Study outlines positive impact of 20 years of marriage equality in America

Jane Abott Lighty (Left) and wife Pete-e Peterson (rght) were the first same-sex couple to receive a marriage License in the State of Washington in 2012.
Jane Abott Lighty (Left) and wife Pete-e Peterson (rght) were the first same-sex couple to receive a marriage License in the State of Washington in 2012.
Flickr/Brett Curtiss

New research released 20 years after the first same-sex marriage ceremony in America shows that the expansion of marriage rights to LGBTQ people has translated into positive outcomes for queer people as well as the general US population.

The first same-sex marriages were performed in Massachusetts in 2004, and the marriage equality movement became a patchwork system — with only certain states legalizing it — until the Supreme Court legalized it nationwide in June of 2015, just over four years to the day after New York State made same-sex marriage a reality.

Two decades after Massachusetts set the wheels in motion for marriage equality, the RAND Corp. analyzed 96 studies dating back 20 years and performed their own research on the impact of marriage equality on household stability, health, and economic well-being of LGBTQ individuals. The evidence overwhelmingly led researchers to believe that both queer people and the general population had positive outcomes.

The overall physical health of LGBTQ people improved, while rates of syphilis and HIV/AIDS dropped. Households led by same-sex individuals had more stable relationships, earned more money, and enjoyed higher home ownership rates.
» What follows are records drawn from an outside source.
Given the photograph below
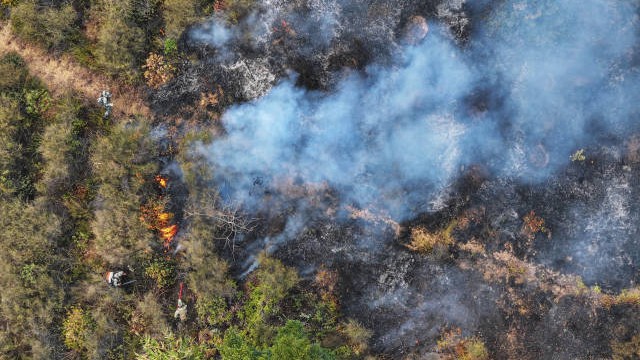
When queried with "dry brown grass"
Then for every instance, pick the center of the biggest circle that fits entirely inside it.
(425, 242)
(62, 74)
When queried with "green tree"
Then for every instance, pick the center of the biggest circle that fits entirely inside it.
(123, 163)
(171, 347)
(292, 342)
(29, 273)
(49, 26)
(236, 346)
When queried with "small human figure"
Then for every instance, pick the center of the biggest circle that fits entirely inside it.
(105, 101)
(114, 278)
(181, 310)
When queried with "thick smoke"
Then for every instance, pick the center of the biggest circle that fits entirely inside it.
(374, 139)
(549, 78)
(533, 82)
At the same time, crime targeting individuals on the basis of sexual orientation — as well as employment discrimination — also went down.
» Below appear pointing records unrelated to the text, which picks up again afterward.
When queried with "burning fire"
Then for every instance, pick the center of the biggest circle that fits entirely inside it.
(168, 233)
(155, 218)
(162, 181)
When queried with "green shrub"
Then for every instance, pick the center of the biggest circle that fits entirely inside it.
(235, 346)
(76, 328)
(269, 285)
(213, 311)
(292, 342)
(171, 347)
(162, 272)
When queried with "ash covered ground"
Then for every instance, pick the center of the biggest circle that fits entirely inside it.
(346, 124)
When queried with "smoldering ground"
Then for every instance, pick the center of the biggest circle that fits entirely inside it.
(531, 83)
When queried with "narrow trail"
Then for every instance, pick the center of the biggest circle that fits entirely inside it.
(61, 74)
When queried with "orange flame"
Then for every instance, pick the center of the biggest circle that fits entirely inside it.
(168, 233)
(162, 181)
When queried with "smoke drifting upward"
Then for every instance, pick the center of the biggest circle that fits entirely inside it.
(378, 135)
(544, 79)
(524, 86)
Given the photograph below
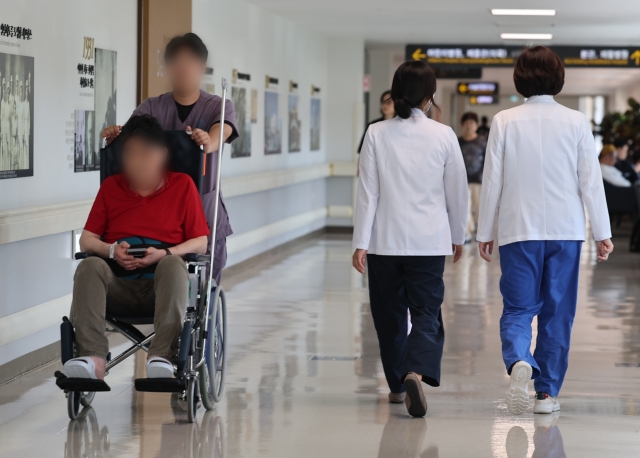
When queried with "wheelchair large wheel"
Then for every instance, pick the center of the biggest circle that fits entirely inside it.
(192, 399)
(212, 372)
(73, 404)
The study also dispelled the notion that same-sex marriage would have any negative effect on straight marriages. New marriages among different-sex couples increased 1-2% and marriages increased by 10% overall. The study also found that states saw more marriages than usual once they legalized same-sex marriage.

“We find no evidence for a retreat from marriage,” Melanie A. Zaber, a co-author of the report and a RAND economist, said in a written statement. “In fact, there is evidence suggesting that by extending marriage rights to a greater number of couples, interest in marriage increased. And that finding isn’t limited to same-sex couples—this is also true for the broader population.”
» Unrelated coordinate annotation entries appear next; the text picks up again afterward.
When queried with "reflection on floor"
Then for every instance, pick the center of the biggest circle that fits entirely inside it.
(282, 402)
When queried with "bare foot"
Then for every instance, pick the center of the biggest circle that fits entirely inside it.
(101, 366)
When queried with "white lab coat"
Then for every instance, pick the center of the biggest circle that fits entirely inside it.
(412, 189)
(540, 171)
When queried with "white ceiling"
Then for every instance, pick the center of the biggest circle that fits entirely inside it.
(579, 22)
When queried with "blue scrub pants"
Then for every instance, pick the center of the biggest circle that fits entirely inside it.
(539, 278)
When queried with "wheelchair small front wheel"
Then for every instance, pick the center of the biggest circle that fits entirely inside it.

In December 2022, President Joe Biden signed the Respect for Marriage Act into law, formally repealing the Defense of Marriage Act and protecting same-sex and interracial marriages against future efforts by the Supreme Court to overturn the 2015 Obergefell v. Hodges ruling that gave marriage rights to queer couples nationwide. While the law would not require states to issue marriage licenses if the Supreme Court overturned Obergefell, it would require them to recognize marriages performed in states where marriage equality is the law.